5. (Loosely) Tracking My Protein
Measuring your food. Can there be a quicker way to suck the joy out of one of life’s greatest pleasures?
But if this sounds like something your TikToking teenagers might do then there’s a reason for that – and it’s that the generation coming through are, by and large, much more health-aware than we ever were.
And the good news is that while, yes, you can go to town measuring every grain of rice before you cook it and working out how much magnesium is in that portion of kale, a simple habit is just: track your protein. It doesn’t have to be more complicated than that.
I don’t weigh anything. I don’t count every gram. I just make sure meals contain enough to keep me full and help my muscles recover.
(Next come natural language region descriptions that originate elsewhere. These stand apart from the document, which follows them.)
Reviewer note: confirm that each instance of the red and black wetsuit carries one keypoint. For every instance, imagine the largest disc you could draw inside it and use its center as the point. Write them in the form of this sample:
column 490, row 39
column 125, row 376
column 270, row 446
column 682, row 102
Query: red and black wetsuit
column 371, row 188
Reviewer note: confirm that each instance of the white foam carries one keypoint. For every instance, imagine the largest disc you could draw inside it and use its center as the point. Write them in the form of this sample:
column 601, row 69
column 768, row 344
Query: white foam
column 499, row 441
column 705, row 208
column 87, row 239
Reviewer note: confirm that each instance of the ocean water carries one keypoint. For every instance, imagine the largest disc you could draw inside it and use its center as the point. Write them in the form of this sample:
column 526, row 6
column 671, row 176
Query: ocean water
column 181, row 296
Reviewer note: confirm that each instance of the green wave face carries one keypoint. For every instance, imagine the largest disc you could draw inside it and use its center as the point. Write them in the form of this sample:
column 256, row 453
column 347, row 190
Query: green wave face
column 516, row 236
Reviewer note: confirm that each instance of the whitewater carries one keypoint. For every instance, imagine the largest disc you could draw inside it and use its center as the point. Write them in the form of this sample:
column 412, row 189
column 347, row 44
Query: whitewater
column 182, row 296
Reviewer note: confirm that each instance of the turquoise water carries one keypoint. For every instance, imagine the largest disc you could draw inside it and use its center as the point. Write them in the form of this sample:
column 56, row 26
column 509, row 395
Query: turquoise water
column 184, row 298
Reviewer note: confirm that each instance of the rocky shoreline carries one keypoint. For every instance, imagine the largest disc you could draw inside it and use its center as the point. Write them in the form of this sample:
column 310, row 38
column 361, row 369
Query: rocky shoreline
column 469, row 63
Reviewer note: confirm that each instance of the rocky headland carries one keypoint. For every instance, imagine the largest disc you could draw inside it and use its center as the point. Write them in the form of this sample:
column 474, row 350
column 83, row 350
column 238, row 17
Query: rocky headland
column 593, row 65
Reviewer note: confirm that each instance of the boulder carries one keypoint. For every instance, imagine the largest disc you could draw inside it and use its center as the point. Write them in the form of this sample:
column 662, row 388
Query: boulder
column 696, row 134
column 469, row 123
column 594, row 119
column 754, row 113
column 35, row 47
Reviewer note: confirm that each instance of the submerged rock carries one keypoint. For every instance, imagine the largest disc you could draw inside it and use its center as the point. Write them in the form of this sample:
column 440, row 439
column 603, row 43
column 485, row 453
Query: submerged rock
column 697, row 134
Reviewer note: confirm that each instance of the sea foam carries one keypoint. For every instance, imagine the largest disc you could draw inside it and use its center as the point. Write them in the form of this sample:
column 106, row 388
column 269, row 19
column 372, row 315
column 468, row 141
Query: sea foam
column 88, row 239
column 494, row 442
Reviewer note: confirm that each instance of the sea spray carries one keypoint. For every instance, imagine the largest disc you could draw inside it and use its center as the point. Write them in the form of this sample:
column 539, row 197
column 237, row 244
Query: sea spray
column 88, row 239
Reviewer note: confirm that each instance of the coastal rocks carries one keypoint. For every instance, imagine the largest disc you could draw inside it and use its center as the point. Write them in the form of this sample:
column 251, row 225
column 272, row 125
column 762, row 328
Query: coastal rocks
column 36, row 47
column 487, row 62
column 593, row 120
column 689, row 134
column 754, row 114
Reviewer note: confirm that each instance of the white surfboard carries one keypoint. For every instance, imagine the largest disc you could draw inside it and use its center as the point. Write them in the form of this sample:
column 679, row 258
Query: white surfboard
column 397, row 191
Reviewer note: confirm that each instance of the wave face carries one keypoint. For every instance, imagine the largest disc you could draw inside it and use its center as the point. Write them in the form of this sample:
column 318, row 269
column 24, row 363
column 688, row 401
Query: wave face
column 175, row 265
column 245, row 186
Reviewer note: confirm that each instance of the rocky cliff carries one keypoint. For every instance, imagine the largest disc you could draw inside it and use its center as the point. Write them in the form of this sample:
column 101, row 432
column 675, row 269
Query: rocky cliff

The difference it makes is quickly evident: fewer cravings, steadier energy, better mood, better training sessions, fewer mindless snacks. It’s not about aesthetics. It’s about feeling like a functioning human who isn’t constantly craving toast and biscuits.
And here’s why protein is the one macronutrient worth paying extra attention to: it’s the foundation of your body. Your muscles, bones, hormones, enzymes, immune system, connective tissue, skin, hair — everything meaningful in your body uses protein as its raw material. When you increase strength training or Zone 2 work, your body immediately starts breaking down and rebuilding tissue. If you’re under-consuming protein, that rebuilding process becomes slower, harder, and far more fatiguing than it needs to be.
Beyond 40, the recommended daily intake for anyone who exercises - strength training, running, gym classes, swimming, anything - is very roughly 1–1.5g of protein per kg of bodyweight. So for an 80kg person, that’s 80–120g a day. If you’re not currently exercising it should be 0.8-1g per kg bodyweight.
Most people aren’t intentionally avoiding protein – but the western diet is very carb heavy (carbs are cheaper to produce and to manipulate for mass consumption), and most just assume they’re getting enough when they’re not even close.
To give you a sense of how simple this can be to eyeball:
• A typical chicken breast: ~30–35g protein
• A tin of tuna: ~25–30g
• 200g Greek yoghurt: ~18–20g
• Three eggs: ~18–20g
• A scoop of whey protein: ~20–25g
• Cottage cheese (200g): ~24g
• Lentils (cooked cup): ~18g
Once you know those anchor numbers, you can estimate all day long without needing a calculator.
I don’t weigh anything. I don’t count every gram. I just make sure meals contain enough to keep me full and help my muscles repair properly. The result is fewer cravings, steadier energy, better mood, better training sessions, fewer mindless pre-bed snacks.
It’s the simplest nutritional shift I’ve ever made, and probably the most effective.